Changed.  Why is it the wrong operator?  It seems it's not the standard
one---checking just now on the POSIX.1 spec.  I think I just tried it
out and given it worked as expected, I didn't think of checking it.  I'm
new to the whole thing.

> Also note that using $* may not work correctly (e.g. depending on
> filenames [containing spaces] used). The safe form is a quoted  "$@"

I learned something here.

--8<-------------------------------------------------------->8---
$ cat script.sh
#!/bin/sh
echo dollar-star $*
../script dollar-star $*

echo quoted-dollar-star "$*"
../script "$*"

echo dollar-at $@
../script $@

echo quoted-dollar-at "$@"
../script "$@"

$ cat script.c
#include <stdio.h>

int main(int argc, char *argv[]) {
  printf("\nfull cmdline: ");
  for (int i = 0; i < argc; ++i) {
    printf("%s ", argv[i]);
  }
  printf("\nargs: %d\n", argc);
  for (int i = 0; i < argc; ++i) {
    printf("arg %d: %s\n", i, argv[i]);
  }
  return 0;
}
--8<-------------------------------------------------------->8---

$ ./script.sh 1 2 "th ree"
dollar-star 1 2 th ree

full cmdline: ./script dollar-star 1 2 th ree
args: 6
arg 0: ./script
arg 1: dollar-star
arg 2: 1
arg 3: 2
arg 4: th
arg 5: ree
quoted-dollar-star 1 2 th ree

full cmdline: ./script 1 2 th ree
args: 2
arg 0: ./script
arg 1: 1 2 th ree
dollar-at 1 2 th ree

full cmdline: ./script 1 2 th ree
args: 5
arg 0: ./script
arg 1: 1
arg 2: 2
arg 3: th
arg 4: ree
quoted-dollar-at 1 2 th ree

full cmdline: ./script 1 2 th ree
args: 4
arg 0: ./script
arg 1: 1
arg 2: 2
arg 3: th ree
$

> (Then I was tempted to make a similar comment as Kenny.

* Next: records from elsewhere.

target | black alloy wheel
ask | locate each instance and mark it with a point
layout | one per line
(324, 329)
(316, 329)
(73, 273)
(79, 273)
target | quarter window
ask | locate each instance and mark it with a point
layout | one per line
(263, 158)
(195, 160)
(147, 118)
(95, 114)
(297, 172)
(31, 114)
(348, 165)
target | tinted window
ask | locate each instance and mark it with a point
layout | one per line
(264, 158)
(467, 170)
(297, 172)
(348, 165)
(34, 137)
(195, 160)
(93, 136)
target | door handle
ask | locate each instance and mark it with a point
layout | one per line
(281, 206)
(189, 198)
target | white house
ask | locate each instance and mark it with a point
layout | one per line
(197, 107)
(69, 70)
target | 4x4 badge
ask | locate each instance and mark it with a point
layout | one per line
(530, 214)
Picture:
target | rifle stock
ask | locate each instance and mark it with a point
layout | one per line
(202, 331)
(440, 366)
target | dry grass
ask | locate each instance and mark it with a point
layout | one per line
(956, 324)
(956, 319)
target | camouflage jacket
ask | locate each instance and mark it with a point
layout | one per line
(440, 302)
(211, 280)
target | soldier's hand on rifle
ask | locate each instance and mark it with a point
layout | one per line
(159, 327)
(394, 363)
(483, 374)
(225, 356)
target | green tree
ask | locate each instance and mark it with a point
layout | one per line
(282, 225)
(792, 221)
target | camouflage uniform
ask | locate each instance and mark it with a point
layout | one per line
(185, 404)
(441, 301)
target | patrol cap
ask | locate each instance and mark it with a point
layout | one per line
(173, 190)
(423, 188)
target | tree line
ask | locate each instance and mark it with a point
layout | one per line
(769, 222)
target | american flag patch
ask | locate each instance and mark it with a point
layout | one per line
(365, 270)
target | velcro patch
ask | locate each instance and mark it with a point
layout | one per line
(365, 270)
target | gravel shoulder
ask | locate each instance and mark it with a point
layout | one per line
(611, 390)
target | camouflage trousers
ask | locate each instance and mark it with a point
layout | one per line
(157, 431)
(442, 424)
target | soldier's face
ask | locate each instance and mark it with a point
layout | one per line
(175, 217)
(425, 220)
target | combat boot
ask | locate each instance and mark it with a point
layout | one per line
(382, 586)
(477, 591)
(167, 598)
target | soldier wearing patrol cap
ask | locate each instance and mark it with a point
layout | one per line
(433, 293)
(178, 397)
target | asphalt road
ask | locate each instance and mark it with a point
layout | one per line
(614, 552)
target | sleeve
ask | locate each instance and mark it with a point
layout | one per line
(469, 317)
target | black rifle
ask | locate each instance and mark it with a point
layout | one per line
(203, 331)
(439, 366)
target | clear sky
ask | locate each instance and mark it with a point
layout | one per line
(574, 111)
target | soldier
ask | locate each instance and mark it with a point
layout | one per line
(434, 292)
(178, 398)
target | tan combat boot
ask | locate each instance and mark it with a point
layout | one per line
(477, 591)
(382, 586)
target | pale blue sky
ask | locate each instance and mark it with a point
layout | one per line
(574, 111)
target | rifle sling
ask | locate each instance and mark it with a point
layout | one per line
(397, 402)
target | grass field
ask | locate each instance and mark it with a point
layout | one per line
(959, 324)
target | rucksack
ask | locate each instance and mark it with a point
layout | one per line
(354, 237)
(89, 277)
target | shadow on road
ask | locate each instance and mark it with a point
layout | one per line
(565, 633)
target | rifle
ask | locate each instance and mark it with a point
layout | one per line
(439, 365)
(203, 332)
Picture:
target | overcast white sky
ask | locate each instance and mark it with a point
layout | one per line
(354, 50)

But...)

I'm studying and I often go back to the past to see what life was I
like.  I initially tried to solve the problem with /ed/, but did not
find a way to insert a string coming from the a shell script's cmdline.
Then I thought that /sed/ was there to make /ed/ more scriptable.

> WRT your question I'd be interested to understand more about the
> intention of your original question...

The intention is mostly in the paragraph above, but the way I study is
to put things in real-world practice as much as possible.  (When I
realize the solution is indeed too old to make sense, I replace it.
Otherwise I stick with it.)  I have a literate programming file that
contains a chunk that's the version of the program I'm writing.  So when
you ask the program its version, the information is included in the
executable, an idea which I like.  I get the version with a git command
such as

$ git log --oneline | head -1 | awk '{print $1}'
2566d31

So I wanted to include such string in the literate programming file.  At
first I wrote a solution in the programming language I'm using, but I
remember seeing many older software using sed for something like that,
so I decided to study sed a bit.  I read the sed part of Dale Dougherty
and Arnold Robbins's book "sed & awk", second edition, and I thought sed
was quite neat and sensible.  What I'm noticing now is that there are
too many different sed behavior out there to make it sensible to use.
UNIX systems as a whole are like that, so I'm used to reminding myself
of using the common subset of everything.  Perhaps the common subset of
sed is too small.  If I have to use it just for search and replace, then
perhaps it's not really worth it.

> I mean if you don't trust your 'sed' command just pipe it though
> 'less'; there's no need to change the 'sed' program just for that.
>
> Personally I'd try whether it works (by adding "something" before
> and also after the desired place in your sample.txt to be sure the
> other occurrences were not changed), and then just call
>
>   sed -e '/<<Release>>=/,+1s/something/sth else/'  sample.txt
>
> to see it working.

Thanks for the excellent instruction!